Chili : Les leçons d’une tragédie
Par La Gauche le Mercredi, 11 Septembre 2013 PDF Imprimer Envoyer

Le 11 septembre 1973, l’armée chilienne commandée par le général Augusto Pinochet renversait le gouvernement de l’Unité Populaire, assassinait le président élu Salvador Allende et écrasait le mouvement ouvrier le plus puissant d’Amérique latine. Quarante ans après, La Gauche veut non seulement faire oeuvre de mémoire mais surtout mettre en lumière deux aspects très actuels de cette tragédie.

On dit souvent  que le tournant néolibéral remonte à 1982, avec l’arrivée au pouvoir de Reagan et de Thatcher. C’est exact pour ce qui concerne les pays du « centre » et la politique des institutions internationales. Mais le coup d’envoi de la « stratégie du choc » néolibérale (Naomi Klein) avait été donné près de dix ans plus tôt, au Chili.

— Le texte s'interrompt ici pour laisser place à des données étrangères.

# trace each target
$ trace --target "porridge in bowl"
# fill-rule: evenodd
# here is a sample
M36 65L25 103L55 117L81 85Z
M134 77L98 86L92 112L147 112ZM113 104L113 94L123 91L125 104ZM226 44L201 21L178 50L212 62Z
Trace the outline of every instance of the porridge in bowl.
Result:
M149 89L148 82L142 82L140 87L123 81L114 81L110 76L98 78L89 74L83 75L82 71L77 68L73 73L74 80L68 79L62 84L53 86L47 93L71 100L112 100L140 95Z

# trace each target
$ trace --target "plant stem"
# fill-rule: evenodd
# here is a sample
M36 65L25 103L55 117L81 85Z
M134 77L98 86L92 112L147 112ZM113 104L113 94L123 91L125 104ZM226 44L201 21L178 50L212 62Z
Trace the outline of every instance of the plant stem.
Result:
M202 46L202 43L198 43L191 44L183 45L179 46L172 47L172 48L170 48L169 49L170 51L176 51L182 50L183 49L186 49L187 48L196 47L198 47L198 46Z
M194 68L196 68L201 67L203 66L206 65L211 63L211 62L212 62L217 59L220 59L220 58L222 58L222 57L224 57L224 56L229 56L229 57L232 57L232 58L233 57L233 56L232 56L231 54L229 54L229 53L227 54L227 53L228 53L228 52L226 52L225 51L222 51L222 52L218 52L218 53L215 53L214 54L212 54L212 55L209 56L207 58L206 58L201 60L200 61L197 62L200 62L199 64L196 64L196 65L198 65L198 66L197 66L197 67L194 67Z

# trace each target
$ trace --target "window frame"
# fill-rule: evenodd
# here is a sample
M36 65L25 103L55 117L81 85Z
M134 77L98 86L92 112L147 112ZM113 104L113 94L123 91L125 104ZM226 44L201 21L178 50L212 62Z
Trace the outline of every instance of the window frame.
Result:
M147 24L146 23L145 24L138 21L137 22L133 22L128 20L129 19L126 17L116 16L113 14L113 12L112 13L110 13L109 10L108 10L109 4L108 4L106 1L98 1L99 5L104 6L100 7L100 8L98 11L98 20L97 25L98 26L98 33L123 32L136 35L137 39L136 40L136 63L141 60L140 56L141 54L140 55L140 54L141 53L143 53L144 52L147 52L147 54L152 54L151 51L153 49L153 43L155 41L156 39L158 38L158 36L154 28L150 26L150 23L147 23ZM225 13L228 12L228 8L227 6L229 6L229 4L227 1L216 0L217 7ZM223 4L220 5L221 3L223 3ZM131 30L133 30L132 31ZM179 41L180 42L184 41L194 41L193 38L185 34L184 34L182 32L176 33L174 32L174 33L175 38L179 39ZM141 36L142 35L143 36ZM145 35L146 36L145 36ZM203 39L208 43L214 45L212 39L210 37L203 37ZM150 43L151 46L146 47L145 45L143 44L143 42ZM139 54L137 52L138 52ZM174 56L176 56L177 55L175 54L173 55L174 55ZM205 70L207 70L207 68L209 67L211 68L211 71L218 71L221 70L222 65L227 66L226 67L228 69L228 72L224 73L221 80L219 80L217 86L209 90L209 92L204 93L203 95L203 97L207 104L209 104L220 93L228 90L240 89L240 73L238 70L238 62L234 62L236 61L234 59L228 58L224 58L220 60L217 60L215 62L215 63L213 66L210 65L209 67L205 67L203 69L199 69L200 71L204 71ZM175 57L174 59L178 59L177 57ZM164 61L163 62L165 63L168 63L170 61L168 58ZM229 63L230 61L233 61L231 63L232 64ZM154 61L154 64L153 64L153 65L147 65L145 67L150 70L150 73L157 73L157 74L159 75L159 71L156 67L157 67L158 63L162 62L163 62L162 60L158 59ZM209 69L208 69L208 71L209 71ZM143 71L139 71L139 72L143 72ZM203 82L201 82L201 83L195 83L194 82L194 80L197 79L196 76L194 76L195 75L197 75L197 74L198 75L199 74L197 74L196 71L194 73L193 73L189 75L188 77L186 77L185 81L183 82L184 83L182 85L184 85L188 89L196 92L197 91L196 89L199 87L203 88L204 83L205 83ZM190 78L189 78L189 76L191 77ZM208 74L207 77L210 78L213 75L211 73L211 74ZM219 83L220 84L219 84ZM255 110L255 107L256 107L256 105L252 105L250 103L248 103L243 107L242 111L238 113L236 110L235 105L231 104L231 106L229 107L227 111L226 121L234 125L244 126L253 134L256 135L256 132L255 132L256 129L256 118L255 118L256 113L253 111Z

Beaucoup de dictatures combinaient tyrannie politique et dirigisme économique, voire étatisme. Pinochet a innové. Il a brisé le mouvement ouvrier, non pour aider la bourgeoisie locale à se développer en utilisant son Etat comme rempart contre la concurrence internationale, mais pour imposer le programme néolibéral de l’économiste Milton Friedman : offrir aux multinationales tout ce qu’elles souhaitaient en termes de privatisation, de dérégulation, de flexibilisation tous azimuts.

Cette spécificité contribue à expliquer la longévité politique de Pinochet. Dès 1982, certains admirateurs du « miracle chilien » comparaient ses crimes au cassage des œufs nécessaire à la cuisson de l’omelette. Cette banalisation du putsch s’accrut quelques années plus tard, quand les recettes de Friedman furent appliquées à l’ex-Union soviétique.  Le soutien de Thatcher à Pinochet avait donc une signification politique profonde : le néolibéralisme porte en lui la suppression des droits démocratiques et syndicaux « comme la nuée l’orage ».

Le coup d’Etat de septembre 1973 est l’acte de naissance de l’ère néolibérale que nous subissons toujours. Le capital n’hésitera pas à repasser par ce point de départ si les résistances sociales l’empêchent de poursuivre son travail de destruction. Dans l’UE, la démocratie parlementaire classique n’est déjà plus qu’un souvenir et la Grèce montre bien que la menace d’un Etat fort ne doit pas être sous-estimée.

Comment y faire face ? Par la mobilisation sociale la plus large des exploité-e-s et des opprimé-e-s, par la lutte intransigeante pour leurs revendications de classe, par l’auto-organisation démocratique de ces luttes. Toute illusion sur le rôle de l’Etat, sur la neutralité de ses appareils et sur la loyauté de ses chefs doit être bannie car elle peut se révéler mortelle. C’est la deuxième leçon du Chili, et elle garde toute son actualité.

Un peu partout en Europe, la dégénérescence de la social-démocratie libère un espace politique qui tend à être occupé par des forces de gauche nouvelles : Syriza en Grèce, le Front de Gauche et le Parti de Gauche en France, Die Linke en Allemagne, le SP aux Pays-Bas,... La crise des partis traditionnels est à ce point profonde que certaines de ces forces  pourraient arriver au pouvoir, seules ou en coalition, sur base d’un programme antinéolibéral plus ou moins radical. Le PG français va même jusqu’à plaider pour une « révolution citoyenne » avec « appropriation sociale des moyens de production ».

En supposant que ces programmes ne soient pas édulcorés par leurs propres auteurs, il s’agit de voir la réalité en face : la classe dominante ne cèdera jamais le pouvoir démocratiquement. Elle devra en être chassée par une mobilisation de masse extra-parlementaire qui ne pourra  vaincre qu’en brisant l’appareil d’Etat capitaliste, en particulier l’armée, la police, la magistrature, le corps des hauts fonctionnaires.

Quelques jours avant le coup de Pinochet, des milliers de travailleurs et de travailleuses réclamaient des armes pour contrer le putsch dont la menace était perceptible. Allende refusa de les leur donner.  Qu’un tel aveuglement serve de leçon, et les victimes de Pinochet ne seront pas tombées tout à fait en vain.